Die Bezugsdisziplin des Philosophieunterrichts ist die Philosophie. Diese untersucht die Prinzipien des Denkens, die Grundlagen menschlichen Wissens, die Geltungsansprüche von Wahrheitsbehauptungen und Wissenschaften, Normen und Werte des Handelns, Grundsätze der Moral, Rechtfertigungen und Ziele von politischen und rechtlichen Ordnungen und vieles mehr.
Hieraus ergeben sich für das Unterrichtsfach Philosophie thematische Inhaltsfelder, in die in der Einführungsphase exemplarisch eingeführt wird und die in der Qualifikationsphase schwerpunktmäßig behandelt werden.
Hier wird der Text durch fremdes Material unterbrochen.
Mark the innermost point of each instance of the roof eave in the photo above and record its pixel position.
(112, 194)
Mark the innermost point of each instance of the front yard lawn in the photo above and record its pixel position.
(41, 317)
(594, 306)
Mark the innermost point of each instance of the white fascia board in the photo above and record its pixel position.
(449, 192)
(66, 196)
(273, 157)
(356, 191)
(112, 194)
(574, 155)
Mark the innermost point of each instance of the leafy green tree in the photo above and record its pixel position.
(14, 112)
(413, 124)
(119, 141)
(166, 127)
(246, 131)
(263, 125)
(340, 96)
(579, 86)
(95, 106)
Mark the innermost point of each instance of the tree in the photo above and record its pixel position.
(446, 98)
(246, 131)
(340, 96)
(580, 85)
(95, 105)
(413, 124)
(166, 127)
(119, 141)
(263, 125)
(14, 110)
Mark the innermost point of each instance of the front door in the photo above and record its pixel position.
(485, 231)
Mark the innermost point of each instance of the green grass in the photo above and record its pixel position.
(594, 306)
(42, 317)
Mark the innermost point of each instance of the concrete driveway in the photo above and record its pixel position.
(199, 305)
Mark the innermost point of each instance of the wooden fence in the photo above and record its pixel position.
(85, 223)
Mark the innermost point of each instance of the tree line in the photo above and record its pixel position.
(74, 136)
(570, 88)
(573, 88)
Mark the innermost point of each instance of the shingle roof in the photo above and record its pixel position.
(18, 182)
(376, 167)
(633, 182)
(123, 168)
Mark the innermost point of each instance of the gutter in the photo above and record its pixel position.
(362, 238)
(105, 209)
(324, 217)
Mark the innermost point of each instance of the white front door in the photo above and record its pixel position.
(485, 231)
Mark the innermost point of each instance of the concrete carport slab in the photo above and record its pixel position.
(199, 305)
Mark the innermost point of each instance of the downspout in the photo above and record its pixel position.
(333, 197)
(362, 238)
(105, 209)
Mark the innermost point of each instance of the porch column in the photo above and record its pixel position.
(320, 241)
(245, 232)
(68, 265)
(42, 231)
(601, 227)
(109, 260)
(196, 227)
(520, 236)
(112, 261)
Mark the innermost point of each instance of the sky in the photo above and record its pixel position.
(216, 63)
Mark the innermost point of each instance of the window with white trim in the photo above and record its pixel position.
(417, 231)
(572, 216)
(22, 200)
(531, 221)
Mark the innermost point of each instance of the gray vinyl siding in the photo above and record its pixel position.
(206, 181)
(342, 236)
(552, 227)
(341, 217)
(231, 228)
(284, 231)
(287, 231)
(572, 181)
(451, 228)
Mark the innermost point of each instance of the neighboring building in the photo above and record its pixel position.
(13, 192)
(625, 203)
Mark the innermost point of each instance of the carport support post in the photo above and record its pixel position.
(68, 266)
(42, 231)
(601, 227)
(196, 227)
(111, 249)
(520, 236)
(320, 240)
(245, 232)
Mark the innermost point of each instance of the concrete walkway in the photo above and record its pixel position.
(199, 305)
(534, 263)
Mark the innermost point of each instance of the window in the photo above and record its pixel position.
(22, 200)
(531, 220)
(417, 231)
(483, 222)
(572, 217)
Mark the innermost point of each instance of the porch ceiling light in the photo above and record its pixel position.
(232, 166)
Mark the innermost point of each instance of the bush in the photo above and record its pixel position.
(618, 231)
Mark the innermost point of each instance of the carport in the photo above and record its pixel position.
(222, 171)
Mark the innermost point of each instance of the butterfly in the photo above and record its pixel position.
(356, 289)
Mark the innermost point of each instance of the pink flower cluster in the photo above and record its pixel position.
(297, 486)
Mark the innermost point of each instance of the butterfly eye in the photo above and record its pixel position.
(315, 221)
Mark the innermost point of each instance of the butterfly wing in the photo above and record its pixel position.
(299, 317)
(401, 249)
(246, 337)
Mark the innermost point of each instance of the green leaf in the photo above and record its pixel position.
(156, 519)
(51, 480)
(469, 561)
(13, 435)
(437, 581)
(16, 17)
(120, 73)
Somit werden folgende Unterrichtsvorhaben am Helmholtz-Gymnasium thematisiert:
Unterrichtsvorhaben im Fach Philosophie in der Einführungsphase
- Was heißt es zu philosophieren? – Welterklärung in Mythos, Wissenschaft und Philosophie
- Ist der Mensch ein besonderes Lebewesen? – Sprachliche, kognitive und reflexive Fähigkeiten von Mensch und Tier im Vergleich
- Eine Ethik für alle Kulturen? – Der Anspruch moralischer Normen auf interkulturelle Geltung
- Wann darf und muss der Staat die Freiheit des Menschen begrenzen?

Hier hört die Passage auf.